# Fragen zu Quelltext



## wernom (1. Mrz 2012)

Hallo ich hab ein paar Fragen zu dem folgenden Quelltext:


```
(01) class Office {
(02)
(03) public static void main(String[] args) {
(04) Stationery s1 = new PaperClips(100);
(05) /* PaperClips clip = new Stationery("Bueroklammern"); */
(06) /* s1.putBack(10); */
(07) /* s1.use(3); */
(08) printInfo(s1);
(09) printInfo((PaperClips) s1);
(10) s1.use();
(11) ((Stationery) s1).use();
(12) s1.init(15);
(13) ((PaperClips) s1).init(15);
(14) /*
(15) Consumable c1 = new Stationery("Schere");
(16) Out.println("Das Verbrauchsmaterial wurde "
(17) + (c1.getUsed() ? "" : "nicht ") + "verbraucht");
(18) */
(19) /*
(20) Consumable c2 = new Tea(500);
(21) Out.println("Das Verbrauchsmaterial wurde "
(22) + (c2.getUsed() ? "" : "nicht ") + "verbraucht");
(23) */
(24) }
(25)
(26) static void printInfo(Stationery s) {
(27) if (s instanceof PaperClips) {
(28) Out.println("Diese Bueroklammern zaehlen als Bueromaterial.");
(29) }
(30) }
(31)
(32) static void printInfo(PaperClips clips) {
(33) Out.println("Dies sind Bueroklammern.");
(34) }
(35)
(36) }
```


```
(37) public class Stationery {
(38)
(39) double price;
(40) String description;
(41) boolean used = false;
(42)
(43) public Stationery() { };
(44) public Stationery(String description) { this.description = description; }
(45)
(46) public void use() {
(47) Out.println(description + " wurde verbraucht");
(48) used = true;
(49) }
(50)
(51) public boolean getUsed() {
(52) return used;
(53) }
(54)
(55) public void init(double price) {
(56) this.price = price;
(57) }
(58)
(59) }
```


```
(60) public class PaperClips extends Stationery {
(61)
(62) static final double PRICE_PER_CLIP = 0.0083;
(63) int numberClips;
(64)
(65) public PaperClips() { }
(66) public PaperClips(int numberClips) {
(67) this.numberClips = numberClips;
(68) description = "Packung Bueroklammern";
(69) }
(70)
(71) public void use() {
(72) if (numberClips > 0) { numberClips--; }
(73) else { super.use();}
(74) }
(75)
(76) public void use(int howMany) {
(77) if (numberClips >= howMany) { numberClips -= howMany; }
(78) else { numberClips = 0; }
(79) if (numberClips == 0) { super.use(); }
(80) }
(81)
(82) public void init(int numberClips) {
(83) this.numberClips = numberClips;
(84) price = numberClips * PRICE_PER_CLIP;
(85) }
(86)
(87) public void putBack(int howMany) {
(88) this.numberClips += howMany;
(89) }
(90)
(91) }
```

Das ist aus einem Übungsblatt, das ich zur Klausurvorbereitung noch einmal durcharbeiten möchte, aber gemerkt habe einiges noch nicht richtig verstanden zu haben.

Zunächst einmal zur Frage: Was ist ein Objekt?
In der Vorlesung haben wir folgendes gehört: Objekt = gedankliche oder reale Einheit in der Umwelt
und/oder in Software.

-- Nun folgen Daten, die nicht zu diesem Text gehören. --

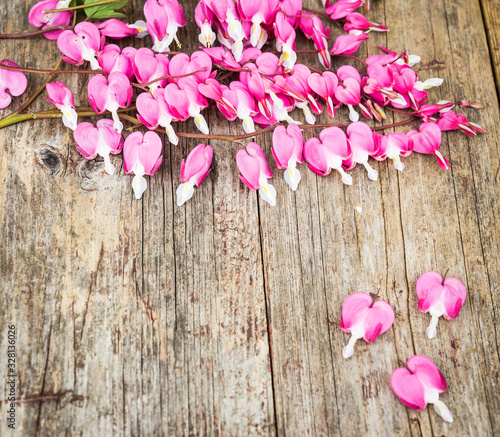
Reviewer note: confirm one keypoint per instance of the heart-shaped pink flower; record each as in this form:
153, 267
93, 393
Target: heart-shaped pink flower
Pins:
439, 297
420, 384
365, 319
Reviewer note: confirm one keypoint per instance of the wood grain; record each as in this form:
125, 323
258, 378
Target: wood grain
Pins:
221, 317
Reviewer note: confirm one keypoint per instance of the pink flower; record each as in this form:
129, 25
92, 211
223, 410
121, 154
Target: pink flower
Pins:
288, 144
312, 27
163, 19
154, 111
255, 172
329, 152
439, 297
363, 318
363, 146
299, 89
428, 141
451, 121
392, 146
348, 44
420, 385
194, 171
100, 140
117, 29
342, 8
82, 44
62, 97
110, 93
349, 93
12, 83
258, 12
142, 156
357, 21
112, 58
244, 103
204, 18
325, 85
148, 67
37, 18
285, 41
441, 107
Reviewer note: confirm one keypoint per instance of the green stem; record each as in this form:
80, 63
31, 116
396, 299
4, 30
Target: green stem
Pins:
35, 33
73, 8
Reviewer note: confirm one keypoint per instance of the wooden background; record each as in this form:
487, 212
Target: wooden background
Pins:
221, 317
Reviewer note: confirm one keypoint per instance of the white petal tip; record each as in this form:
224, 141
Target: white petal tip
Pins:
347, 352
431, 333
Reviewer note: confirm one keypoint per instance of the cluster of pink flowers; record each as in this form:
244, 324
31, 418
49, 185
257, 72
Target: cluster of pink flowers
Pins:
421, 382
261, 87
268, 87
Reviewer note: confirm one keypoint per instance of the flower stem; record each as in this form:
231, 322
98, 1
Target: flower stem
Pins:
90, 5
37, 71
82, 111
25, 105
33, 34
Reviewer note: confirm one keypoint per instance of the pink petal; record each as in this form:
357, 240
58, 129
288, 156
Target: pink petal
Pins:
427, 373
87, 139
354, 309
409, 389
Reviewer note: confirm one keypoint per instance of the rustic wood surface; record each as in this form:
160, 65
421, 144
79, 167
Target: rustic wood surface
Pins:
221, 317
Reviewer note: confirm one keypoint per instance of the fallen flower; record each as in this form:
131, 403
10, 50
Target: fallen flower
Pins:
363, 318
420, 384
100, 140
142, 156
255, 172
439, 297
194, 171
12, 83
62, 97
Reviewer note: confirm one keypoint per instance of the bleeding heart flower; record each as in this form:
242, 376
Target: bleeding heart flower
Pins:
142, 156
342, 8
313, 28
349, 93
363, 146
154, 111
38, 18
194, 171
363, 318
112, 59
420, 384
204, 18
117, 29
392, 146
329, 152
325, 85
288, 144
427, 141
285, 41
439, 297
82, 44
62, 97
255, 172
100, 140
148, 67
110, 93
12, 83
163, 19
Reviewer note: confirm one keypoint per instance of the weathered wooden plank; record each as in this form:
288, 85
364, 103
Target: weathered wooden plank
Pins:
141, 318
491, 17
127, 293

Also ein Objekt beschreibt praktisch die Gegenstände der Umwelt. 

Zu Zeile 04: Hier wird also ein Objekt Stationery erzeugt mit dem Namen s1. s1 ist also einfach nur ein Name. Zugewiesen wird dem ein Objekt aus paperClips mit dem Wert 100. 
Da der Konstruktor mit einer Zahl aufgrufen wird, wird nicht der Konstruktor aus Zeille 65 gewählt, sondern der aus Zeile 66. 
Stimmt das soweit?


----------



## x22 (1. Mrz 2012)

Ein Objekt ist eine Instanz einer Klasse.

Stell dir das so vor:

Deine Klasse heisst Fahrzeug.

Fahrzeug auto= new Fahrzeug();

das Objekt vom Typ Fahrzeug, in diesem Fall "auto" ist also eine Instanz von Fahrzeug.

In der Klasse legst du den Bauplan fest, nach dem du dein Objekt(auto) erstellen möchtest.


----------



## nillehammer (1. Mrz 2012)

Und zur Frage:


> Zu Zeile 04: Hier wird also ein Objekt Stationery erzeugt mit dem Namen s1. s1 ist also einfach nur ein Name. Zugewiesen wird dem ein Objekt aus paperClips mit dem Wert 100.
> Da der Konstruktor mit einer Zahl aufgrufen wird, wird nicht der Konstruktor aus Zeille 65 gewählt, sondern der aus Zeile 66.
> Stimmt das soweit?


Ja, das ist korrekt.


----------



## truesoul (1. Mrz 2012)

Erstmal die Antwort auf die Frage:


> Was ist ein Objekt?



Ein Objekt hat einen Zustand, ein Verhalten und eine Identität.
Ein Beispiel: 

```
public class Fahrzeug {

	// Zustand 
	private boolean isFahrtauglich = false;
	
	// Identität = fahrzeug = new Fahrzeug();
	public Fahrzeug() {}
	
	public Fahrzeug(boolean isFahrtauglich){
		this.isFahrtauglich = isFahrtauglich;
	}
	
	// Verhalten
	public void starteMotor(){
		// Führt ein Verhalten aus
	}

	public boolean isFahrtauglich() {
		return isFahrtauglich;
	}

	public void setFahrtauglich(boolean isFahrtauglich) {
		this.isFahrtauglich = isFahrtauglich;
	}
	
}
```


```
// In der Variable(fahrzeug) steckt die Identität, Verhalten und Zustand vom Objekt.
Fahrzeug fahrzeug = new Fahrzeug();
```

Edit: 

Ops, da hab ich aber ein bissl länger gebraucht als ich dachte


----------



## x22 (1. Mrz 2012)

truesoul hat gesagt.:


> Edit:
> 
> Ops, da hab ich aber ein bissl länger gebraucht als ich dachte




16 Minuten zu lange :bae:


----------



## wernom (1. Mrz 2012)

Aber in Zeile 4 wird doch s1 ein Objekt der Unterklasse zugewiesen. 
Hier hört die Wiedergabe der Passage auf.